Pranati A S of Deccan Herald gave it three out of five stars and wrote, "The series features distinct flavours of Dakshina Kannada — bhootaradhane, fishmongers shouting bangude, bhootai, meen curry, the dialect and the landscapes." Sridevi S of The Times of India gave it three-and-a-half out of five stars and wrote, "A bouquet of unrelated stories also offers the audience a chance to skip, swap the episodes depending on their preferences.
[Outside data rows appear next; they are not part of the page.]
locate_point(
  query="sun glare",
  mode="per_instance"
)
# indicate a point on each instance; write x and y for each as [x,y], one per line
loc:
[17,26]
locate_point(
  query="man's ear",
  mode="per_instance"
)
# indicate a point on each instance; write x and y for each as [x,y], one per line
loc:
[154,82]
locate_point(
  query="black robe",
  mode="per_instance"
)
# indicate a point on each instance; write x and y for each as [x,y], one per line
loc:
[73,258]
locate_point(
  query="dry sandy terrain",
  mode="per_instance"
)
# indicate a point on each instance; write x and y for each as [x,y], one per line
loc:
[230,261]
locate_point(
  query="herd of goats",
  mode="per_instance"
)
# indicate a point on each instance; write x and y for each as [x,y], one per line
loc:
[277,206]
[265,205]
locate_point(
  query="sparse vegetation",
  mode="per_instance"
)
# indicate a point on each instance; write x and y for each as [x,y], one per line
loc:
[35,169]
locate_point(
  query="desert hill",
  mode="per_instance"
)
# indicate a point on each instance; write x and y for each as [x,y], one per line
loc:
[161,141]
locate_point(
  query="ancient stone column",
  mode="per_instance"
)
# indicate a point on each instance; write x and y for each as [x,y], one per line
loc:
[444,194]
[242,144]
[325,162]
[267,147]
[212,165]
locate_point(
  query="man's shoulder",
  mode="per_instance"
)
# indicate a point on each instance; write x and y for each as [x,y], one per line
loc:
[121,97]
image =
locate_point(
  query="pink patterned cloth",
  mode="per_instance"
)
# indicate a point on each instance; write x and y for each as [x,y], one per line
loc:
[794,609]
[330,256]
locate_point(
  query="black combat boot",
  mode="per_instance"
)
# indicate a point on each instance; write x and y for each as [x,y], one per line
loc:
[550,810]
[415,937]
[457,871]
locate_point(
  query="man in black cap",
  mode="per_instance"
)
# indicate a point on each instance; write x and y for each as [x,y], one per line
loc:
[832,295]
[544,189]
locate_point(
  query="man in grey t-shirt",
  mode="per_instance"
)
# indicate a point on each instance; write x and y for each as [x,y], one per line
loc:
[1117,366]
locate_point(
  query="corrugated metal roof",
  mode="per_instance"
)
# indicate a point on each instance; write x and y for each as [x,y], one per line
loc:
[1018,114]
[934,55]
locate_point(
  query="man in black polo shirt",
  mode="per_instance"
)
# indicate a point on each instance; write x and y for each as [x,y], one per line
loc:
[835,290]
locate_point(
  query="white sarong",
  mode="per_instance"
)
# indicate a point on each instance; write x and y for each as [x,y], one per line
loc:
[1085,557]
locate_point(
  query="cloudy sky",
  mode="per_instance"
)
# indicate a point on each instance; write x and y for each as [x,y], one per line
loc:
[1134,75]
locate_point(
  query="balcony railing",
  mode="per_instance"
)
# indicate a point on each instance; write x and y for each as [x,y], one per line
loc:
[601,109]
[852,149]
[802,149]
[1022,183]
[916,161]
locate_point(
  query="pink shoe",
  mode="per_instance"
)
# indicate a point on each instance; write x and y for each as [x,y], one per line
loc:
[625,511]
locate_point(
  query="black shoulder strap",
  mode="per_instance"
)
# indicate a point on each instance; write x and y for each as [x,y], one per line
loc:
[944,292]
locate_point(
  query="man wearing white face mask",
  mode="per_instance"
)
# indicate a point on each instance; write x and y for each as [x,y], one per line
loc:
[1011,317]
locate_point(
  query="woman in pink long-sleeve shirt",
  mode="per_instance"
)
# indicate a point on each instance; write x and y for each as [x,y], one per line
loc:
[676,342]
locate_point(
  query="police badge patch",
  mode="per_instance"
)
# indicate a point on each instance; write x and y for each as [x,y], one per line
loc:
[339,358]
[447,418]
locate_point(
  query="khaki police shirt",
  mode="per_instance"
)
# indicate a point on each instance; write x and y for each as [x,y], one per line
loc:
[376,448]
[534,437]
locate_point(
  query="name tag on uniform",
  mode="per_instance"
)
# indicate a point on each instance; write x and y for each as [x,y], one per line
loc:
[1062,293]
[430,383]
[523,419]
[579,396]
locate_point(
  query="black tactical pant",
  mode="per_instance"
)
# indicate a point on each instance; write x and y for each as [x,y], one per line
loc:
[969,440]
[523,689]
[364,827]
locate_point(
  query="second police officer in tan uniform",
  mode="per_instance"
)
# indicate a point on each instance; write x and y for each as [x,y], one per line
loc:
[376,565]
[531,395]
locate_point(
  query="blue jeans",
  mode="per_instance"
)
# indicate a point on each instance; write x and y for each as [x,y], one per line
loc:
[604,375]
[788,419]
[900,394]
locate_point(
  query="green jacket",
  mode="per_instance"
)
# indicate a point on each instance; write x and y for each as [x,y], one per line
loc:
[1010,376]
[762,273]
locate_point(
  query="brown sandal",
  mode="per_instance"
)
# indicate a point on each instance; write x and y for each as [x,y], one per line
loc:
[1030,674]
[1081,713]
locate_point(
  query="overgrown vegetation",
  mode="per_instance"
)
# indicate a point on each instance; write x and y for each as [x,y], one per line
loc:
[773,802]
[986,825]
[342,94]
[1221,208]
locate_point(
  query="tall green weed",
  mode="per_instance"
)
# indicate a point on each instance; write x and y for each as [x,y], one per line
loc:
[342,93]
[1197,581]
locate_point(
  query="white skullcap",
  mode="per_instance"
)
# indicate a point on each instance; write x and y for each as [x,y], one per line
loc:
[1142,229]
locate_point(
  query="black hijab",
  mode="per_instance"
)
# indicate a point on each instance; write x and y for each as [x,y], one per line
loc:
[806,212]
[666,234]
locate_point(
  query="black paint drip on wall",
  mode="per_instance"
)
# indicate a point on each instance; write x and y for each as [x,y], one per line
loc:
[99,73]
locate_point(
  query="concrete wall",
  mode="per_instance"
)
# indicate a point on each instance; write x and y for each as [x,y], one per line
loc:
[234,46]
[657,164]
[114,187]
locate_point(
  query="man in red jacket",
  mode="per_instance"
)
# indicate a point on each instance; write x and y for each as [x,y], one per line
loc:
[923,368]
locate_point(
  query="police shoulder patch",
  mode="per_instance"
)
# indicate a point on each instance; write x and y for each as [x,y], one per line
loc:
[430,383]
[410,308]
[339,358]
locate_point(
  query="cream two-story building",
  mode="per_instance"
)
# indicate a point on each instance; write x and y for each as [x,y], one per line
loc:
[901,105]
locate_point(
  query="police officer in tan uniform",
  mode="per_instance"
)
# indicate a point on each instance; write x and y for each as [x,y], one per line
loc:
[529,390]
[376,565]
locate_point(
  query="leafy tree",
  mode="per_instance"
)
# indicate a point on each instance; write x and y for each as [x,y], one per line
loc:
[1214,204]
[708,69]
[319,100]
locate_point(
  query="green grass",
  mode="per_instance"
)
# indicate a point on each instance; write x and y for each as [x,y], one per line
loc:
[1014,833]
Some hits and some misses, but definitely unmissable, Ekam, meaning One, is a breath of fresh air in the webseries market."

Latha Srinivasan of Hindustan Times gave the series a positive review and wrote, "The seven episodes cover all genres from drama to comic satire, but Ekam definitely needed more diversity in terms of its directors and writers." Nalme Nachiyar of The Hindu wrote that "Ekam attempts to bring seven disjointed stories to life by experimenting with genre and language."